Краем глаза он посматривал, как она пошла, когда спуск закончился: чуть подавшись вперед, будто стремилась опередить саму себя. Он знал, что стоит ей долететь до берега – и она замрет у самой воды. И долго будет стоять не шевелясь, всматриваясь во что-то недостижимое – прячущееся то ли за горизонтом, то ли внутри нее. И ему останется только ждать, когда она вернется к нему.

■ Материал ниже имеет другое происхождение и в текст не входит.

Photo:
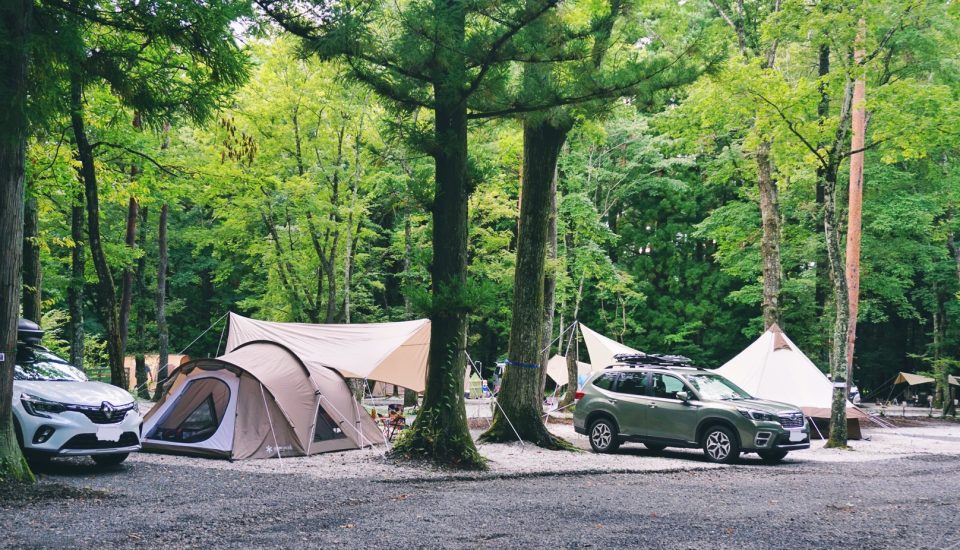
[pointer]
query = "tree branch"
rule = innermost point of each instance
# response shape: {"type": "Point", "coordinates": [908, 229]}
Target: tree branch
{"type": "Point", "coordinates": [148, 158]}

Эти внезапные переходы от неудержимого порыва к созерцательности изумляли его и вызывали восхищение. Оно было теплое и живое, как ребенок, которого он пытался выносить за нее. Порой он думал, что эта любовь была врожденной, подобно способности видеть. И знал: отними у него эту любовь, и он почувствует, будто у него обкорнали душу. Наверное, он не умер бы, выживают же люди, потерявшие зрение, но мир погас бы для него.
Она вдруг спросила:
– Куда чайки прячутся на ночь?
– Не знаю. Предлагаешь поискать?
– Наверное, у них есть гнезда.
Он понял, что она опять подумала о детях, которых у них не было. У него получалось уводить ее от этих мыслей, но как освободить от них совсем, он не знал. Для этого пришлось бы изуродовать весь мир, потому что все красивое отражалось в ней болью: «Я никогда не покажу этого моему ребенку». Сам он не умел страдать так отвлеченно, его чувства всегда были привязаны к кому-то реально существующему. То, что они так по-разному относились к одному и тому же, он объяснял только различием их природного естества. Ему и в голову не приходило, что ее мука поддерживается еще и страхом потерять его. Для него одно никак не было связано с другим.